Giselma: Considero importante porque é um marco de certa forma na comunidade. É a gente ver uma atuação de uma coisa que já exista desde que a comunidade existe que essa manifestação cultural existe, mas que os jovens só podiam ver. E acho que as crianças nem ver podiam e de repente passam eles a fazer aquilo que antes só podiam observar. E você repara que a mudança acontece a todo o momento, a exemplo, do senhor, seu Mestre Deba que deve tá com seus sessenta anos que o pau-furado só podia ser brincado por homem e quando chega um determinado momento que a filha dele pede o consentimento e ele concorda é uma satisfação muito grande. Imagina você entrar no ambiente masculino e hierárquico, porque seu Deba,tá ali para mostrar a sua hierarquia, ele tá sempre arrumado, engomado e de repente você deparara com uma jovem negra liderando essa questão. Samara: Eu percebi que as meninas têm mais participação ativa nas atividades, interagem mais do que os meninos.

Giselma: É assim, tanto é como na palestra que você falou sobre Racismo, quando foi aberto para que os públicos presentes pudessem falar e tal, as meninas arrasaram lá, falaram bastante, timidez ali não rola muito não. Aí a gente percebe que são as mulheres que estão com a escolaridade maior que estão na faculdade isso vai transbordando para outras esferas.
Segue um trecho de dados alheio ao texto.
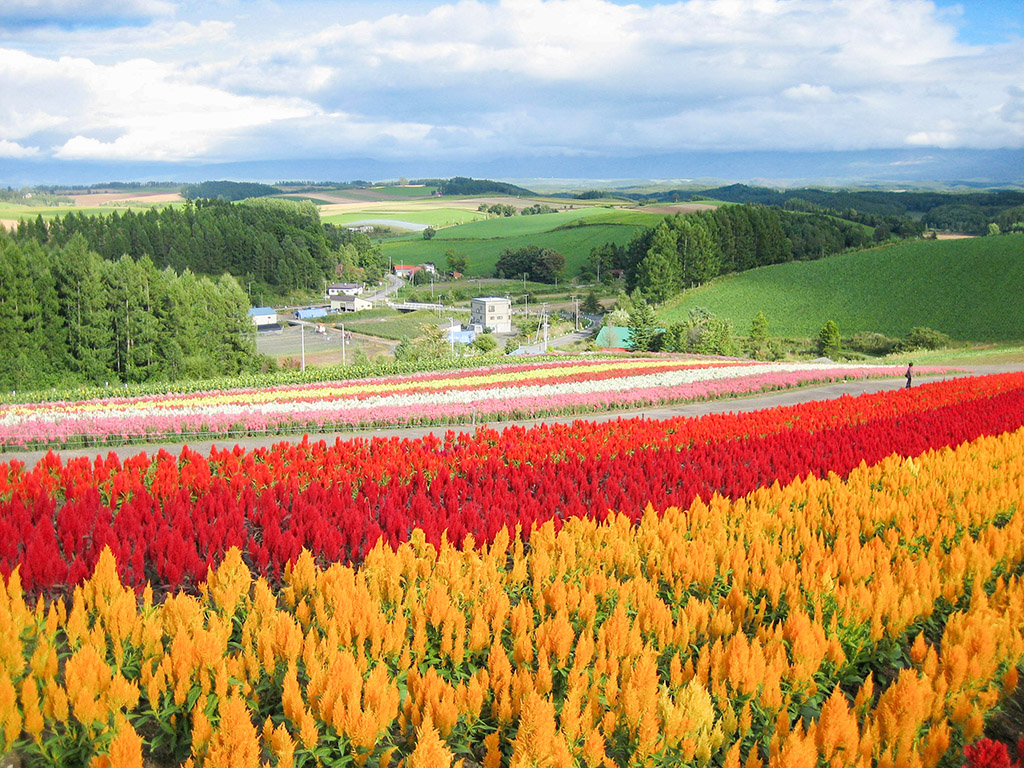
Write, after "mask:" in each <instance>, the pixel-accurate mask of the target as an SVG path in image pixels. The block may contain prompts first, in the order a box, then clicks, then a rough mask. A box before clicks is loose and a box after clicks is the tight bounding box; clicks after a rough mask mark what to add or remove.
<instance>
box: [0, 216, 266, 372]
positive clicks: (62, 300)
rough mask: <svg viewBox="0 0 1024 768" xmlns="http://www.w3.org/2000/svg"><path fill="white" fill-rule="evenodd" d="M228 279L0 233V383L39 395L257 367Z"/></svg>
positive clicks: (245, 313) (252, 330) (253, 344)
mask: <svg viewBox="0 0 1024 768" xmlns="http://www.w3.org/2000/svg"><path fill="white" fill-rule="evenodd" d="M248 308H249V301H248V297H247V296H246V292H245V290H244V289H242V288H241V287H240V285H239V283H238V281H237V280H234V278H232V276H230V275H228V274H222V275H220V276H219V278H216V279H214V278H209V276H204V275H198V274H196V273H195V272H193V271H190V270H188V269H185V270H183V271H182V272H180V273H179V272H177V271H175V270H174V269H173V268H171V267H169V266H168V267H165V268H163V269H160V268H158V267H157V265H156V264H155V263H154V262H153V260H152V259H150V257H148V256H144V255H143V256H141V257H139V258H137V259H136V258H133V257H131V256H128V255H122V256H121V257H120V258H118V259H116V260H108V259H103V258H102V257H101V256H100V255H99V254H97V253H96V252H95V251H93V250H90V249H89V247H88V244H87V242H86V239H85V238H84V237H83V236H81V234H74V236H72V237H71V238H70V239H69V241H68V242H67V243H65V244H47V245H43V244H41V243H39V242H38V241H35V240H24V241H22V242H18V241H16V240H15V239H14V238H12V237H10V236H8V234H6V233H3V232H2V231H0V339H2V341H3V344H4V354H3V355H0V386H3V387H4V388H5V389H41V388H46V387H51V386H54V387H72V386H78V385H86V384H93V385H102V384H104V383H110V384H112V385H113V384H115V383H119V382H142V381H174V380H180V379H194V378H206V377H211V376H221V375H226V376H231V375H236V374H240V373H244V372H248V371H254V370H257V369H259V368H260V367H261V366H262V365H263V364H264V360H263V358H261V357H260V356H259V355H258V354H257V352H256V344H255V335H254V328H253V326H252V323H251V322H250V319H249V317H248Z"/></svg>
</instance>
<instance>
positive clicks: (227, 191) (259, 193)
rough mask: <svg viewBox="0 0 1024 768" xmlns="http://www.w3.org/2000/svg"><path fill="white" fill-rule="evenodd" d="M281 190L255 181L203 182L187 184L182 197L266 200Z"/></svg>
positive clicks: (181, 188) (221, 199)
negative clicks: (268, 196) (260, 198)
mask: <svg viewBox="0 0 1024 768" xmlns="http://www.w3.org/2000/svg"><path fill="white" fill-rule="evenodd" d="M280 194H281V189H279V188H278V187H276V186H270V185H269V184H260V183H257V182H255V181H201V182H199V183H198V184H185V185H184V186H183V187H182V188H181V197H183V198H187V199H188V200H199V199H200V198H208V199H210V200H229V201H234V200H247V199H248V198H265V197H267V196H268V195H280Z"/></svg>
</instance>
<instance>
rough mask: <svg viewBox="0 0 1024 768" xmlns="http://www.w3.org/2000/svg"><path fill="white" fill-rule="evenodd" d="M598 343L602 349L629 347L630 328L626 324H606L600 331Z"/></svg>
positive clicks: (599, 333) (629, 346) (624, 348)
mask: <svg viewBox="0 0 1024 768" xmlns="http://www.w3.org/2000/svg"><path fill="white" fill-rule="evenodd" d="M596 343H597V345H598V346H599V347H601V348H602V349H629V348H630V329H628V328H625V327H624V326H605V327H604V328H602V329H601V330H600V331H599V332H598V334H597V342H596Z"/></svg>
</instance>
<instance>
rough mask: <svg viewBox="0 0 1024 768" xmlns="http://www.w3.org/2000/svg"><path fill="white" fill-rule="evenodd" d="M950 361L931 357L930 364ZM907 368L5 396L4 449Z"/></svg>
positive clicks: (722, 364) (589, 408)
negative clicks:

Em outro momento, Ana Cleide fala da contribuição de Giselma para o desenvolvimento da iniciativa:

Giselma ajudou, e até hoje continua ajudando, porque se não fosse também ela, esse momento não estaria acontecendo. Porque é importante agarrar tudo que vier, porque daqui a algum tempo são os filhos de vocês que vão está aqui pra fazer parte desse grupo (Ana Cleide, Abril de 2011).